Die Lust an der Kontroverse
In Teheran mit seinen 12 Millionen Einwohnern, gibt es nicht nur immer mehr Fast-Food-Restaurants, Pizzerias, Softeis-Ketten und Benetton-Filialen, sondern – neben unzähligen Buchhandlungen - inzwischen auch 200 Galerien. Darüber hinaus präsentiert sich moderne Kunst in so genannten "Off-Galerien", im risikofreien Raum halbprivater Kreise, und auf eigenen Websites.

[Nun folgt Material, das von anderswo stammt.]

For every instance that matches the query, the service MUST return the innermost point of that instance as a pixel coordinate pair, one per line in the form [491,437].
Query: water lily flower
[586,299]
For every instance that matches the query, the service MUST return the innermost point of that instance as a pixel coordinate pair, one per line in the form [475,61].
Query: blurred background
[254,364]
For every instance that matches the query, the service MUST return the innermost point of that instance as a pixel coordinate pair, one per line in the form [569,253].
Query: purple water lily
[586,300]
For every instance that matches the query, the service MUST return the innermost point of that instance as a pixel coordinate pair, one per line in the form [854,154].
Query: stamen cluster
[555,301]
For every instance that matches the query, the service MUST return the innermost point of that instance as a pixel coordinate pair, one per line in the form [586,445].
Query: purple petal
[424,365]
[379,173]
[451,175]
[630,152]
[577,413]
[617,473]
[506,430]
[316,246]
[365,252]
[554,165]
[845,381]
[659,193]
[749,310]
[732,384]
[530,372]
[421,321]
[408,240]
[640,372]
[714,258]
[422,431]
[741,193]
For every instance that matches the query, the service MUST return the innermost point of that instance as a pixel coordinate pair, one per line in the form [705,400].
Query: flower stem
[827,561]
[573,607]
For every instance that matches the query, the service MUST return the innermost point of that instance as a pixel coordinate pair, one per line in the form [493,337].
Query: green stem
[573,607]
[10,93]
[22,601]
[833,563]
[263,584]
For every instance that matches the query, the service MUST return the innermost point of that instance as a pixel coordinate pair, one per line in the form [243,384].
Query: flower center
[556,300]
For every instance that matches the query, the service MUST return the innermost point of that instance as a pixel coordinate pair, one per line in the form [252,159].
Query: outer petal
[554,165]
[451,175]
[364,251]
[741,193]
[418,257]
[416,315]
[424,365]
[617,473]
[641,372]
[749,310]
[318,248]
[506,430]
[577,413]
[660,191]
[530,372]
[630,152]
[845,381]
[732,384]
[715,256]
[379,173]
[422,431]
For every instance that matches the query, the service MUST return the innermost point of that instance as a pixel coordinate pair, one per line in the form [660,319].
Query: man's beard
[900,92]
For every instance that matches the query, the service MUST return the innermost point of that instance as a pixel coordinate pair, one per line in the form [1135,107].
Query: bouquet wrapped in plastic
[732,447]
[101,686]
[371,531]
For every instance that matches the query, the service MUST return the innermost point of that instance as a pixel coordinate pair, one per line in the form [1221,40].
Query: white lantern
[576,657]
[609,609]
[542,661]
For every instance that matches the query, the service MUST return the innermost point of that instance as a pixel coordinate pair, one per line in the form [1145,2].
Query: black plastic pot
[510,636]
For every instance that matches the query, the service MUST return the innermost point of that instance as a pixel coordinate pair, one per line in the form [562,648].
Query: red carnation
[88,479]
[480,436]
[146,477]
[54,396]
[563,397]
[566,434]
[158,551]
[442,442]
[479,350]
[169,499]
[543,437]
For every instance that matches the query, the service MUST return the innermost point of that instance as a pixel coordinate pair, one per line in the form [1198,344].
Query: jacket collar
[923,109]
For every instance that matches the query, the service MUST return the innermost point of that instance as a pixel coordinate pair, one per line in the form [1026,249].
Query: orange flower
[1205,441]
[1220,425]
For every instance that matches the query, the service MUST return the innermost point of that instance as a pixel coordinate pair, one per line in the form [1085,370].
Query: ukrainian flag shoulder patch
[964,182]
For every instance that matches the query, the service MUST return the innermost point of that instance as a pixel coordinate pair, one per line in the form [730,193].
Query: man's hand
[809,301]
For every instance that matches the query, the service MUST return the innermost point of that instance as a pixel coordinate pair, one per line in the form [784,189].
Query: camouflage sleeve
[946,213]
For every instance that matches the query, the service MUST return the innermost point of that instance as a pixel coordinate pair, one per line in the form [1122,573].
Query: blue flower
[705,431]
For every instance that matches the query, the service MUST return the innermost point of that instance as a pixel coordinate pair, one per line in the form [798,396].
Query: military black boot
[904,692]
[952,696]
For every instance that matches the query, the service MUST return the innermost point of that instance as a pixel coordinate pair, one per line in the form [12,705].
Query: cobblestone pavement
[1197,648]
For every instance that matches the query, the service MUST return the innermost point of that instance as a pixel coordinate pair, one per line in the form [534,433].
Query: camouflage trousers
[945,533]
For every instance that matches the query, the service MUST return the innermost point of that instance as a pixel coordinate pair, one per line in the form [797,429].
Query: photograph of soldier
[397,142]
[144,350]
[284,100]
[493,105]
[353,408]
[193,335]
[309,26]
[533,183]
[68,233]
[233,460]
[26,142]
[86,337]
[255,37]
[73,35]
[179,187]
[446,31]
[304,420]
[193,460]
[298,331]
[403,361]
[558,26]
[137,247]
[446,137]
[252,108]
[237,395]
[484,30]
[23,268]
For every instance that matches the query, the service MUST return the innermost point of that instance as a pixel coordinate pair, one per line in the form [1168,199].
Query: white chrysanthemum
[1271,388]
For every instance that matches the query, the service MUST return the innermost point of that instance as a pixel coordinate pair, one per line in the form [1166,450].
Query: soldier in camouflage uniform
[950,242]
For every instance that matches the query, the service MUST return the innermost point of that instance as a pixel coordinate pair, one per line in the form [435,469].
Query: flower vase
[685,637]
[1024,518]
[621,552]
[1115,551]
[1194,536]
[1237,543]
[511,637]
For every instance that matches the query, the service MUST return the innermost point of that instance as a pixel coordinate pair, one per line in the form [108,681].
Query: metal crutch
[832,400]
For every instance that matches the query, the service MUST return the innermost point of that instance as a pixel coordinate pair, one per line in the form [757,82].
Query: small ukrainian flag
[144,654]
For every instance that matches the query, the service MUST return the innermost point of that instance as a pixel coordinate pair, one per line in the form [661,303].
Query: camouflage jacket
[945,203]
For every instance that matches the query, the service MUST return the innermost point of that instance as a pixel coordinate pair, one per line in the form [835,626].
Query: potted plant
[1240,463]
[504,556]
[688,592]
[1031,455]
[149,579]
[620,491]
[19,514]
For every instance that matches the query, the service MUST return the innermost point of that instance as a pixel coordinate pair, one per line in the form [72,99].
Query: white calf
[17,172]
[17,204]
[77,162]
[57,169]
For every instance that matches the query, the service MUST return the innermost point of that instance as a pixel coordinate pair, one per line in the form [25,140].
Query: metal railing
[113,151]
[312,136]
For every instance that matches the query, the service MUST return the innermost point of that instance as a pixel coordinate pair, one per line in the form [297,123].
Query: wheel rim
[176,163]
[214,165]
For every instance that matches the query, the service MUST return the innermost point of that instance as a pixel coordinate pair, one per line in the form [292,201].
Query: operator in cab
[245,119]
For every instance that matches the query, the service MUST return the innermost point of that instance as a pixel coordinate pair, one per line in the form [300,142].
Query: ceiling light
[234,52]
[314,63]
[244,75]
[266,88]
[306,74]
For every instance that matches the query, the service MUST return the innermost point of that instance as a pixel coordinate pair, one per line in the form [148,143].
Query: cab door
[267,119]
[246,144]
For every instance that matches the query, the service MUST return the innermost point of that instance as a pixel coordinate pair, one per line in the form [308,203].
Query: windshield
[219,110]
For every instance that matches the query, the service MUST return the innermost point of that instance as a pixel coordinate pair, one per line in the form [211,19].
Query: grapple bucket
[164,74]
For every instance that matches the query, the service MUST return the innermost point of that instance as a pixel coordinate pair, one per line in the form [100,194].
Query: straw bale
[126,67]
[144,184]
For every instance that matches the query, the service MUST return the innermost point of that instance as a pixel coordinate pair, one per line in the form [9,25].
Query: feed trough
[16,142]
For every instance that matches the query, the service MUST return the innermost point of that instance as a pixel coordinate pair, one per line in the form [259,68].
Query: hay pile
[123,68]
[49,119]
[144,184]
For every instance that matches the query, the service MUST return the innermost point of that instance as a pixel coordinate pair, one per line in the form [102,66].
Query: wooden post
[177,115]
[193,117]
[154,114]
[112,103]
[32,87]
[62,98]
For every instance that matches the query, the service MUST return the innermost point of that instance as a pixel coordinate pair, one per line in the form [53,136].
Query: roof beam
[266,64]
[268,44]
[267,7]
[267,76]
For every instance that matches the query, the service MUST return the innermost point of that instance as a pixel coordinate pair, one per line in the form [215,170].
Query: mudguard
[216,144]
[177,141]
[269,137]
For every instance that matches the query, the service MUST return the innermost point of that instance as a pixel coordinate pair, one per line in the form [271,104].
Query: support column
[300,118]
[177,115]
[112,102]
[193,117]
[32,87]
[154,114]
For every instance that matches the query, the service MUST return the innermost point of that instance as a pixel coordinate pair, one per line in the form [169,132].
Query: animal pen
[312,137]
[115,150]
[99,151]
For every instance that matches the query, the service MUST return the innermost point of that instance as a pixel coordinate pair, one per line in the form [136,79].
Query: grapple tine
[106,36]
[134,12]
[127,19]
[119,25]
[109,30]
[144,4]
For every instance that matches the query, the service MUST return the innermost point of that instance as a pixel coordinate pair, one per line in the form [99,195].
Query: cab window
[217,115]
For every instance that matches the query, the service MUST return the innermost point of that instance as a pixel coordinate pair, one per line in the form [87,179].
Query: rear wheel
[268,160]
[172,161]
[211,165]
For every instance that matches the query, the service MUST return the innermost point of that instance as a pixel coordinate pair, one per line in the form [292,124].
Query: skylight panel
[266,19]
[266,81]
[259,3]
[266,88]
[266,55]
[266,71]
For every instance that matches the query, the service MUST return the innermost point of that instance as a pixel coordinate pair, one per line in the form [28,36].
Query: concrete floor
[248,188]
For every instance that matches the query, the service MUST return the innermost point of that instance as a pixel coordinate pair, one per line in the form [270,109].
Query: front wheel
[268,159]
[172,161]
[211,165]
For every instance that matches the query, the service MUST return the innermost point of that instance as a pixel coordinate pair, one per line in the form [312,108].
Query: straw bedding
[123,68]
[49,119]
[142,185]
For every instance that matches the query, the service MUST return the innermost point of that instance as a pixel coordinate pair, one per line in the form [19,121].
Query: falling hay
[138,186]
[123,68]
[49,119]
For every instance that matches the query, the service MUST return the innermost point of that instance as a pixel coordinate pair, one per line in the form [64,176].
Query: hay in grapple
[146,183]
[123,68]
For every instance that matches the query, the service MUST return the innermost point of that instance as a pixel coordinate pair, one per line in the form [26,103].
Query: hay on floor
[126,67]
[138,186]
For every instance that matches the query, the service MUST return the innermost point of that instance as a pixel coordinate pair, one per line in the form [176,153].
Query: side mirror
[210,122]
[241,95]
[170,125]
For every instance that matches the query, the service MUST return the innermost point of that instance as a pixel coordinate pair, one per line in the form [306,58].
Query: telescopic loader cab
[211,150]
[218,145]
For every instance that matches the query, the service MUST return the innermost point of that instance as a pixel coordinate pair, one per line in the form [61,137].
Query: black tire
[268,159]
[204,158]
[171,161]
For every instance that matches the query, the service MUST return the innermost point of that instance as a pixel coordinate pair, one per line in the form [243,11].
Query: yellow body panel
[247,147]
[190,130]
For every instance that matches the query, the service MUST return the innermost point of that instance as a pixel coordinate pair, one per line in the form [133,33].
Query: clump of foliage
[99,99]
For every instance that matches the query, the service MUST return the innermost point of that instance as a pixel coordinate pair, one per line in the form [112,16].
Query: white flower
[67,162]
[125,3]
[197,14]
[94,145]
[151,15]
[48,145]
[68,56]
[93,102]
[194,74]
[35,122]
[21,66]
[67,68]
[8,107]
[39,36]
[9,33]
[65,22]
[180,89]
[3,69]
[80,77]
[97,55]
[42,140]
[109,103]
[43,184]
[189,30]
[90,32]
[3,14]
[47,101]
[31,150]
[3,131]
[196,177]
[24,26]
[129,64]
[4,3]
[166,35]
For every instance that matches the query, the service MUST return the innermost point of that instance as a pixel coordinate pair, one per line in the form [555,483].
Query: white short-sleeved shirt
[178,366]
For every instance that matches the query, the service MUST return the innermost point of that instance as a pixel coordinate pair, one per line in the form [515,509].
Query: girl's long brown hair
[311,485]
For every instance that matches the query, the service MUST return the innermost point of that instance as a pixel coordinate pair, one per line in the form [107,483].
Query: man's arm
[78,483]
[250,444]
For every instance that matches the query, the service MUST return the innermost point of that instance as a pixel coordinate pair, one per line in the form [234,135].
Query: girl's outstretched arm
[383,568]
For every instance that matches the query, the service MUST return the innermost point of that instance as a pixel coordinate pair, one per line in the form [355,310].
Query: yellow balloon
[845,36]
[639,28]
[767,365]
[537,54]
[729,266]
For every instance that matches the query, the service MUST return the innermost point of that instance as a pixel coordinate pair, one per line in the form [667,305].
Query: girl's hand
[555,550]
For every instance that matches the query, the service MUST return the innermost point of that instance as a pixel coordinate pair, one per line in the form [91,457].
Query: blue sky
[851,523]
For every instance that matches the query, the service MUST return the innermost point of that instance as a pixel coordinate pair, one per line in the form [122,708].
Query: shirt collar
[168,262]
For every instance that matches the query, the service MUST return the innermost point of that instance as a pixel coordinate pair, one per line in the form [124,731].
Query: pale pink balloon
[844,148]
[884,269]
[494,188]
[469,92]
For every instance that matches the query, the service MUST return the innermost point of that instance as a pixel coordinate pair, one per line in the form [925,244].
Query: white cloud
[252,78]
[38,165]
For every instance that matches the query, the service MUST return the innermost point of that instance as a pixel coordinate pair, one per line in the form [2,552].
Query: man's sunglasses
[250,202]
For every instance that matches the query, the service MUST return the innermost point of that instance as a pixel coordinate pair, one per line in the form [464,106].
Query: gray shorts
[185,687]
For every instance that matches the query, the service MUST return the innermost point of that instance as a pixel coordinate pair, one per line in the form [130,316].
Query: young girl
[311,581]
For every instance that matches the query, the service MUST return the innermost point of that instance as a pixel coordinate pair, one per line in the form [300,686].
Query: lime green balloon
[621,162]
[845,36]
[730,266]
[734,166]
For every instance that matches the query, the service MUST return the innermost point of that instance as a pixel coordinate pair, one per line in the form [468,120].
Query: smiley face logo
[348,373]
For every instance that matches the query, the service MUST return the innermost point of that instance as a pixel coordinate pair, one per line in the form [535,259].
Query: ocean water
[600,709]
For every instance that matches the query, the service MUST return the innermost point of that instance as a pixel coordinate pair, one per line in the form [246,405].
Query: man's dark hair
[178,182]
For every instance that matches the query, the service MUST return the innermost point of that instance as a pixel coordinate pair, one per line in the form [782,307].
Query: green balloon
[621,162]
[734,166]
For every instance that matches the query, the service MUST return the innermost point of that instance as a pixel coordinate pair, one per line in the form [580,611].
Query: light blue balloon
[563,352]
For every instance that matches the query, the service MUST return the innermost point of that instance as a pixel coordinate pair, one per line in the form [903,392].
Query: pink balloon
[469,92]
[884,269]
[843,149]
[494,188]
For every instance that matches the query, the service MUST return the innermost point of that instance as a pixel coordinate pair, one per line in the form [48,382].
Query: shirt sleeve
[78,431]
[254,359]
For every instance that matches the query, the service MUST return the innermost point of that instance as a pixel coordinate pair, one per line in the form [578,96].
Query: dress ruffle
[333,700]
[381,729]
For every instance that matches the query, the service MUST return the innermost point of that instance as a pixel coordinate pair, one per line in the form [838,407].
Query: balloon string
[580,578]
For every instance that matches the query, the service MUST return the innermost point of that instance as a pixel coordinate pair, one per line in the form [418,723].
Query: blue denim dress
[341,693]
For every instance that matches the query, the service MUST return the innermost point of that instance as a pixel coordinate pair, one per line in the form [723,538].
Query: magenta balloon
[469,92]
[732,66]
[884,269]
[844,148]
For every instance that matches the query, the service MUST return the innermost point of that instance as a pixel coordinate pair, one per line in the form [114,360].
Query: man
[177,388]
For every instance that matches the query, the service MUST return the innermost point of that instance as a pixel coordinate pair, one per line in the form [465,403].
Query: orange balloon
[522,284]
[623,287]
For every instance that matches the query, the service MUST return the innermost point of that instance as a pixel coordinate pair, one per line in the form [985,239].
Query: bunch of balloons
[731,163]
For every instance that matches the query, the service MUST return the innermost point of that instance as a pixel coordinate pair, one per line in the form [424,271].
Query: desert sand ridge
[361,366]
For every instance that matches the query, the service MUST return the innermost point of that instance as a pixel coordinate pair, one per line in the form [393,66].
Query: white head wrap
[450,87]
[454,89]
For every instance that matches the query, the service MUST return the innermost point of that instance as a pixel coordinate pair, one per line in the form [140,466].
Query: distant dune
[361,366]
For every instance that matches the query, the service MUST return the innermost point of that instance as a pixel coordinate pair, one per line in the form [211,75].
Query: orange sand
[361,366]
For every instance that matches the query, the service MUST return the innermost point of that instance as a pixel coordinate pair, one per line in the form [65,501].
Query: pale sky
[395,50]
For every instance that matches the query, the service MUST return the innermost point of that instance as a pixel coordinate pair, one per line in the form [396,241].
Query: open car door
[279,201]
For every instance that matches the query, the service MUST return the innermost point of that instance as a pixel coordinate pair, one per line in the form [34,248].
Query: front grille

Diese Szene haben nun zwei Künstlerinnen erkundet. Die Schweizerin Susann Wintsch und die seit 1991 in Deutschland lebende Iranerin Parastou Forouhar sind zwischen 2005 und 2006 insgesamt fünfmal in den Iran gereist und stellen nun das Kunstmagazin "Treibsand" vor, das als DVD erschienen ist.
Aufbruchswillige Avantgarde in der Zeitschlaufe
"Treibsand – Analyzing while waiting (For time to pass)" versammelt dabei gefilmte Installationen und Performances, Kunst-Videos, Fotografien, Bilder und Kommentare von Künstlern, Kritikern und Kennern.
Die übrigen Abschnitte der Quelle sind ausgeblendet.